Blogs & Comment

The biggest problem with rebalancing

When stocks were crashing in late 2008 and early 2009, did you rebalance your investments? Did you actually move money out of cash and bonds into stocks?
Many did not. They either froze or dumped stocks in a panic. At least that is the conclusion of a recent study released by two finance professors, Louis H. Ederington and Evgenia V. Golubeva, at the University of Oklahoma.
We find no evidence that mutual fund investors follow the advice of financial advisors to rebalance following large stock or bond price movements to restore their portfolio proportions to pre-existing target levels, conclude Ederington and Golubeva in their March 14, 2010 working paper The Impact of Risk and Return Perceptions on the Portfolio Reallocation Decisions of Mutual Fund Investors.
Yes, investing is simple, but not easy to do. Its indeed hard to fight fear in bear markets and greed in bull markets. Even the best can succumb. Retired Montreal lawyer Marc Ryan has been investing for most of his life and now authors a website for investors, independentinvestor.info. What was his worse investing mistake? It was not rebalancing enough after the stock market had moved up so much in 2007.
There is a debate over how often investors should rebalance. Should they go by some calendar date? Or should they use thresholds that is, only rebalance when asset allocations stray by some amount, often 5 percentage points, from their targets?
The truth is that these considerations matter little compared to whether the investor chooses a rule and sticks to it, writes Michael J. Wiener in his blog, Michael James on Money.

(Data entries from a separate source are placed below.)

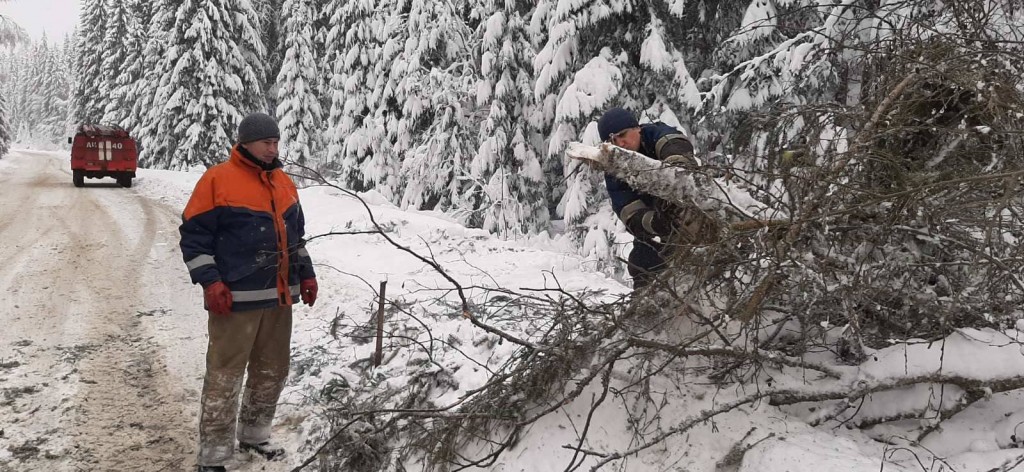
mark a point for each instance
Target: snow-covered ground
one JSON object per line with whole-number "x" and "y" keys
{"x": 103, "y": 338}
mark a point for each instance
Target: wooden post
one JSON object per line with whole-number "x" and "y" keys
{"x": 379, "y": 353}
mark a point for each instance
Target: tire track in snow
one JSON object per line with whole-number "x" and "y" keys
{"x": 113, "y": 404}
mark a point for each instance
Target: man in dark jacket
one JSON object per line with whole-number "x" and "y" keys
{"x": 649, "y": 219}
{"x": 242, "y": 241}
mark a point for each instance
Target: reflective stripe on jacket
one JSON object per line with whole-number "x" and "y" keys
{"x": 244, "y": 226}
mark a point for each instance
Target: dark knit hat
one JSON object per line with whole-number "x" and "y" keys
{"x": 257, "y": 126}
{"x": 613, "y": 121}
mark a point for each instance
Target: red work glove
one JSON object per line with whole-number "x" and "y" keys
{"x": 307, "y": 289}
{"x": 218, "y": 298}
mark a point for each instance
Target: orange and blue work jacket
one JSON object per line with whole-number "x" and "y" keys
{"x": 244, "y": 226}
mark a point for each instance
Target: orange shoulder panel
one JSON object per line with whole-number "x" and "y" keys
{"x": 202, "y": 198}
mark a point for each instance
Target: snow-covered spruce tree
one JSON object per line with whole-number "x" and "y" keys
{"x": 212, "y": 74}
{"x": 159, "y": 22}
{"x": 418, "y": 102}
{"x": 353, "y": 46}
{"x": 271, "y": 20}
{"x": 88, "y": 96}
{"x": 299, "y": 111}
{"x": 123, "y": 43}
{"x": 53, "y": 95}
{"x": 507, "y": 187}
{"x": 433, "y": 83}
{"x": 591, "y": 50}
{"x": 5, "y": 135}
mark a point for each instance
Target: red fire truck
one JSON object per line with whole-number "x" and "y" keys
{"x": 98, "y": 152}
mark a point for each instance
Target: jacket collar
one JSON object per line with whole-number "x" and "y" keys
{"x": 244, "y": 158}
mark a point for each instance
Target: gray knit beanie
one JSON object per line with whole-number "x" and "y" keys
{"x": 613, "y": 121}
{"x": 257, "y": 126}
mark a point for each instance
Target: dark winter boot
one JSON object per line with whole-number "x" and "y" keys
{"x": 265, "y": 448}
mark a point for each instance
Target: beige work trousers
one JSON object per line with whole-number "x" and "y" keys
{"x": 256, "y": 343}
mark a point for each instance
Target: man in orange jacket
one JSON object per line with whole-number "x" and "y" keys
{"x": 242, "y": 241}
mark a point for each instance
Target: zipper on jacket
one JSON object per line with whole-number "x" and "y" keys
{"x": 281, "y": 243}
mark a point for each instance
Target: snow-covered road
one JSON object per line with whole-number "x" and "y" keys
{"x": 89, "y": 279}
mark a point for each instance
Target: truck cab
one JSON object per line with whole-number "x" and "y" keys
{"x": 99, "y": 151}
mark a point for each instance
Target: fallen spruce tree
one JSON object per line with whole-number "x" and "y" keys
{"x": 873, "y": 282}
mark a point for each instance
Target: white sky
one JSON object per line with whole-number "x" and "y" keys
{"x": 56, "y": 17}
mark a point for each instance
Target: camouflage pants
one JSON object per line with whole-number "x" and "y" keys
{"x": 256, "y": 343}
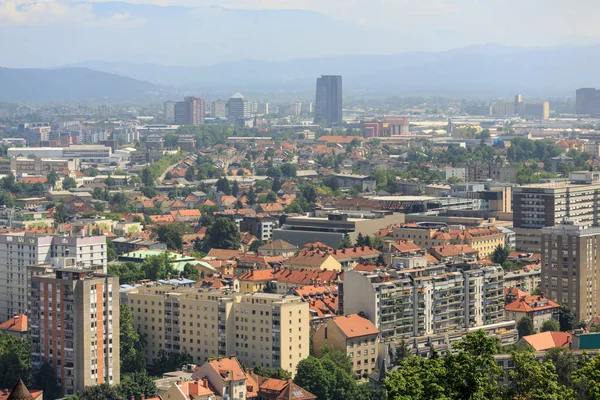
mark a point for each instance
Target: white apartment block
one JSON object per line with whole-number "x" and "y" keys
{"x": 263, "y": 329}
{"x": 21, "y": 250}
{"x": 414, "y": 304}
{"x": 74, "y": 323}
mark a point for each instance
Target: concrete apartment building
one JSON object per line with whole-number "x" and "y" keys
{"x": 353, "y": 335}
{"x": 330, "y": 226}
{"x": 539, "y": 308}
{"x": 21, "y": 250}
{"x": 570, "y": 261}
{"x": 36, "y": 166}
{"x": 414, "y": 304}
{"x": 190, "y": 111}
{"x": 483, "y": 240}
{"x": 260, "y": 329}
{"x": 74, "y": 322}
{"x": 238, "y": 107}
{"x": 547, "y": 204}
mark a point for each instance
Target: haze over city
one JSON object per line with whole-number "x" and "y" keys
{"x": 200, "y": 32}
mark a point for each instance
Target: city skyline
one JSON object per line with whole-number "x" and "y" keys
{"x": 96, "y": 29}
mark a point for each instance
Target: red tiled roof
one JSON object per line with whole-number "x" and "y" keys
{"x": 548, "y": 340}
{"x": 18, "y": 323}
{"x": 530, "y": 304}
{"x": 354, "y": 325}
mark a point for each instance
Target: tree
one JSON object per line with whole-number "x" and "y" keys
{"x": 525, "y": 327}
{"x": 256, "y": 244}
{"x": 550, "y": 325}
{"x": 500, "y": 254}
{"x": 251, "y": 196}
{"x": 223, "y": 186}
{"x": 138, "y": 385}
{"x": 172, "y": 235}
{"x": 417, "y": 378}
{"x": 101, "y": 392}
{"x": 587, "y": 379}
{"x": 163, "y": 363}
{"x": 565, "y": 363}
{"x": 52, "y": 179}
{"x": 566, "y": 318}
{"x": 15, "y": 362}
{"x": 341, "y": 360}
{"x": 132, "y": 344}
{"x": 312, "y": 376}
{"x": 222, "y": 234}
{"x": 276, "y": 186}
{"x": 69, "y": 183}
{"x": 276, "y": 373}
{"x": 45, "y": 379}
{"x": 271, "y": 197}
{"x": 60, "y": 214}
{"x": 191, "y": 272}
{"x": 345, "y": 242}
{"x": 128, "y": 272}
{"x": 289, "y": 170}
{"x": 535, "y": 380}
{"x": 157, "y": 267}
{"x": 111, "y": 251}
{"x": 474, "y": 372}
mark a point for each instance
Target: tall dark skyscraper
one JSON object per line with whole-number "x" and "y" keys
{"x": 328, "y": 102}
{"x": 189, "y": 112}
{"x": 587, "y": 101}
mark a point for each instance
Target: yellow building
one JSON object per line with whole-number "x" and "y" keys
{"x": 484, "y": 240}
{"x": 355, "y": 336}
{"x": 263, "y": 329}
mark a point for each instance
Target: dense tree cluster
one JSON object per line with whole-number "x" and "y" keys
{"x": 331, "y": 377}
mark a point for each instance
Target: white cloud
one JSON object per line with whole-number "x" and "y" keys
{"x": 48, "y": 12}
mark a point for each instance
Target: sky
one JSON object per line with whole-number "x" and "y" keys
{"x": 46, "y": 33}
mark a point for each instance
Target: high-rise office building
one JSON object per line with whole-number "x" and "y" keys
{"x": 570, "y": 262}
{"x": 189, "y": 112}
{"x": 587, "y": 101}
{"x": 328, "y": 101}
{"x": 169, "y": 111}
{"x": 20, "y": 250}
{"x": 546, "y": 204}
{"x": 263, "y": 329}
{"x": 238, "y": 107}
{"x": 219, "y": 109}
{"x": 74, "y": 322}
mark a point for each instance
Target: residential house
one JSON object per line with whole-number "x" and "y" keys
{"x": 538, "y": 308}
{"x": 354, "y": 335}
{"x": 278, "y": 247}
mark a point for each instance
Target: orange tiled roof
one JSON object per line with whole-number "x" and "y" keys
{"x": 18, "y": 323}
{"x": 257, "y": 275}
{"x": 354, "y": 325}
{"x": 529, "y": 304}
{"x": 548, "y": 340}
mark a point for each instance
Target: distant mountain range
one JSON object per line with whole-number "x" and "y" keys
{"x": 486, "y": 70}
{"x": 71, "y": 84}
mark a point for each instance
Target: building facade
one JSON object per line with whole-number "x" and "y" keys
{"x": 260, "y": 329}
{"x": 189, "y": 112}
{"x": 21, "y": 250}
{"x": 570, "y": 261}
{"x": 74, "y": 322}
{"x": 547, "y": 204}
{"x": 328, "y": 102}
{"x": 405, "y": 305}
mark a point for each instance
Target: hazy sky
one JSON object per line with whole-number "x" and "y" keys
{"x": 195, "y": 32}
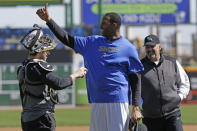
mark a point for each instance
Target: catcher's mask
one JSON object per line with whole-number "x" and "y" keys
{"x": 35, "y": 41}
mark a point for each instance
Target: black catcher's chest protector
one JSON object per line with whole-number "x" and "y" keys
{"x": 35, "y": 89}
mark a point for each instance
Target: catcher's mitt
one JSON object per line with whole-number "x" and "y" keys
{"x": 137, "y": 126}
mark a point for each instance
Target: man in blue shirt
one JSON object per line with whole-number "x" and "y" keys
{"x": 111, "y": 61}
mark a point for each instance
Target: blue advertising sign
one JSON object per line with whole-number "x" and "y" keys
{"x": 139, "y": 11}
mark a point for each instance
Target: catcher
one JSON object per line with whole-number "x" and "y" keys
{"x": 38, "y": 84}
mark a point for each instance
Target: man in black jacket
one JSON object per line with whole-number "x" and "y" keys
{"x": 164, "y": 85}
{"x": 38, "y": 84}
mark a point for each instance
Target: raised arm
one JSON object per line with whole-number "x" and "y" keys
{"x": 62, "y": 35}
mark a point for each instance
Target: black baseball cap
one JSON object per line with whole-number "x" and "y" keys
{"x": 151, "y": 40}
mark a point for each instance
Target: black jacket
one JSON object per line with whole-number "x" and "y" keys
{"x": 159, "y": 87}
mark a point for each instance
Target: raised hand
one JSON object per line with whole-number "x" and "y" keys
{"x": 43, "y": 13}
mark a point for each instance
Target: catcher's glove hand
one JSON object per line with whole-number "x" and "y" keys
{"x": 137, "y": 126}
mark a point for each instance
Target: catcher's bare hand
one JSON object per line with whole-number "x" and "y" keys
{"x": 43, "y": 13}
{"x": 136, "y": 114}
{"x": 79, "y": 73}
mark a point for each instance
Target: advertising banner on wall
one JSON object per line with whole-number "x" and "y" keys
{"x": 138, "y": 11}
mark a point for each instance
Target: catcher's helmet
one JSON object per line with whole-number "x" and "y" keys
{"x": 35, "y": 41}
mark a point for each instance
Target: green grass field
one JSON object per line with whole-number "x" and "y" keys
{"x": 81, "y": 116}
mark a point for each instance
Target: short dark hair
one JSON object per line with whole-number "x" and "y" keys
{"x": 114, "y": 18}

In response to a question about rebalancing, the author of The Only Guide to a Winning Investment Strategy Youll Ever Need, Larry Swedroe, urged investors to think of themselves as postage stamps. The postage stamp does one thing and only thing, but it does it extremely well. It sticks to its letter until it reaches its destination. The job of an investor is to adhere to their plan until they reach their financial goal.